L'Inde et le Pakistan célèbrent tous deux leurs 70 ans d'indépendance. Des festivités qui se mêlent à la douleur d'une partition faite dans le sang en 1947, provoquant l'un des plus grands déplacements de population de l'histoire.
Environ 14 millions de personnes ont traversé les nouvelles frontières, les musulmans fuyant vers le Pakistan et les hindous et sikhs vers la nouvelle Inde, explique lundi Christophe Jaffrelot, directeur de recherches au CNRS à Paris, dans l'émission de la RTS Tout un monde.
On estime que plus d'un million de personnes ont été massacrées lors de terribles affrontements religieux. "Dans certaines parties de l'Inde, le traumatisme est encore palpable, dans la mémoire collective comme dans la mémoire individuelle", relate le spécialiste des relations indo-pakistanaises.
Le Cachemire, pomme de discorde
Septante ans après ces événements sanglants, les relations restent conflictuelles. Après trois guerres entre l'Inde et le Pakistan, Christophe Jaffrelot ne voit aucune perspective d'amélioration. Principale pomme de discorde, la question du Cachemire.
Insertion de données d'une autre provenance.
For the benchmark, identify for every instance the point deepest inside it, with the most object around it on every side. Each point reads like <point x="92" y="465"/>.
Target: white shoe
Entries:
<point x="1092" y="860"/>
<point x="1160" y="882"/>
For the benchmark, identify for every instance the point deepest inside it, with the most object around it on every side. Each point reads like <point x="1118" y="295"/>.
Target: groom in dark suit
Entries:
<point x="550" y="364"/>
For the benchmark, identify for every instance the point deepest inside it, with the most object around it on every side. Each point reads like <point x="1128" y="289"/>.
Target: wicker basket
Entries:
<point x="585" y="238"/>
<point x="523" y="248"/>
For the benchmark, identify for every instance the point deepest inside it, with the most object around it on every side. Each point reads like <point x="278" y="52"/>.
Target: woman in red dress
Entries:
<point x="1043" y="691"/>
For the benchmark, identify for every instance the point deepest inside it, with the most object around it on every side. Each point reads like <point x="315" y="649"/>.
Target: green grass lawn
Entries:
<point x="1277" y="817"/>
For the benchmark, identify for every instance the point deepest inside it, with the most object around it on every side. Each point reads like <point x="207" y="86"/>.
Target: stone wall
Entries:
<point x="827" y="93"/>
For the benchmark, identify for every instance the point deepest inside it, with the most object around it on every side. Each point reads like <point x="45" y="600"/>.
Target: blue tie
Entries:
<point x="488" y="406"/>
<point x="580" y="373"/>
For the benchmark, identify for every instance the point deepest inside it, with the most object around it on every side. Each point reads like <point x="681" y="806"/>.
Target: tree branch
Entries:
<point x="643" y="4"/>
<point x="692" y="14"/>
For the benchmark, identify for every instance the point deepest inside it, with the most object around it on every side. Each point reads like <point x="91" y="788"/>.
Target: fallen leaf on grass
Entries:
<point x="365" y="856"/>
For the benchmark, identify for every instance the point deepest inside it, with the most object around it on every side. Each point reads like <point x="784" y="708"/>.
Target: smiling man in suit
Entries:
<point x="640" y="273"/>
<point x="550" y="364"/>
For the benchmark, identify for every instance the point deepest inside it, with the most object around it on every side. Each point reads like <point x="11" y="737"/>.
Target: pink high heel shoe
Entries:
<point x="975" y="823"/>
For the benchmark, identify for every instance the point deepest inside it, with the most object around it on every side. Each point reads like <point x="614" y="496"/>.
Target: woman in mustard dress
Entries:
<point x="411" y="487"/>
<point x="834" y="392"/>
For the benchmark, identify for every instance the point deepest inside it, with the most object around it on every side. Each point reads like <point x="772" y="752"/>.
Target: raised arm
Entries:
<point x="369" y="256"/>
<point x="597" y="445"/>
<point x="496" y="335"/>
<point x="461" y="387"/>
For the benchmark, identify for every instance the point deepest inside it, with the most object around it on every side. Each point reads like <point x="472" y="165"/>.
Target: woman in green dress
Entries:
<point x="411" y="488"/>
Cette province était et reste encore à majorité musulmane et elle est revendiquée pour cette raison par le Pakistan. Mais au moment de la partition, c'était aussi un Etat princier, dont le Maharaja, Hari Singh, était hindou. Contraint de choisir son camp, ce dernier s'est rallié à l'Inde, soulevant la colère des musulmans, qui ont pris les armes. Eclate alors la première guerre entre des frères devenus ennemis, dont la ligne de cessez-le-feu n'est jamais devenue une frontière internationale. Les deux pays continuent de revendiquer cette province.
Le cessez-le-feu y est violé régulièrement par des tirs d'artillerie, qui deviennent de plus en plus nombreux. Selon Christophe Jaffrelot, l'année 2016-2017 marque une intensification des tirs, mais aussi des infiltrations d'islamistes venus du Pakistan pour mener des opérations coup-de-poing. "La question du Cachemire continue d'envenimer les relations entre les deux pays et cela se traduit par des victimes hebdomadaires, voire quotidiennes."
Des bouchers musulmans lynchés
A cela s'ajoute la dérive autoritaire du Premier ministre indien Narendra Modi sur le sort réservé aux minorités en Inde, notamment musulmanes. Ce nationaliste hindou, en poste depuis 2014, "considère que la majorité hindoue, soit environ 80% de la population, incarne la Nation", développe Christophe Jaffrelot.
Les minorités disparaissent des lieux de pouvoir, avec par exemple un Parlement qui ne compte plus que 3% de musulmans. Mais concrètement, cela se traduit surtout par "des violences d'un genre nouveau, comme par exemple des lynchages très inquiétants de bouchers musulmans, qui consomment et font commerce de la viande de boeuf", par des hindous, pour qui la vache est un animal sacré.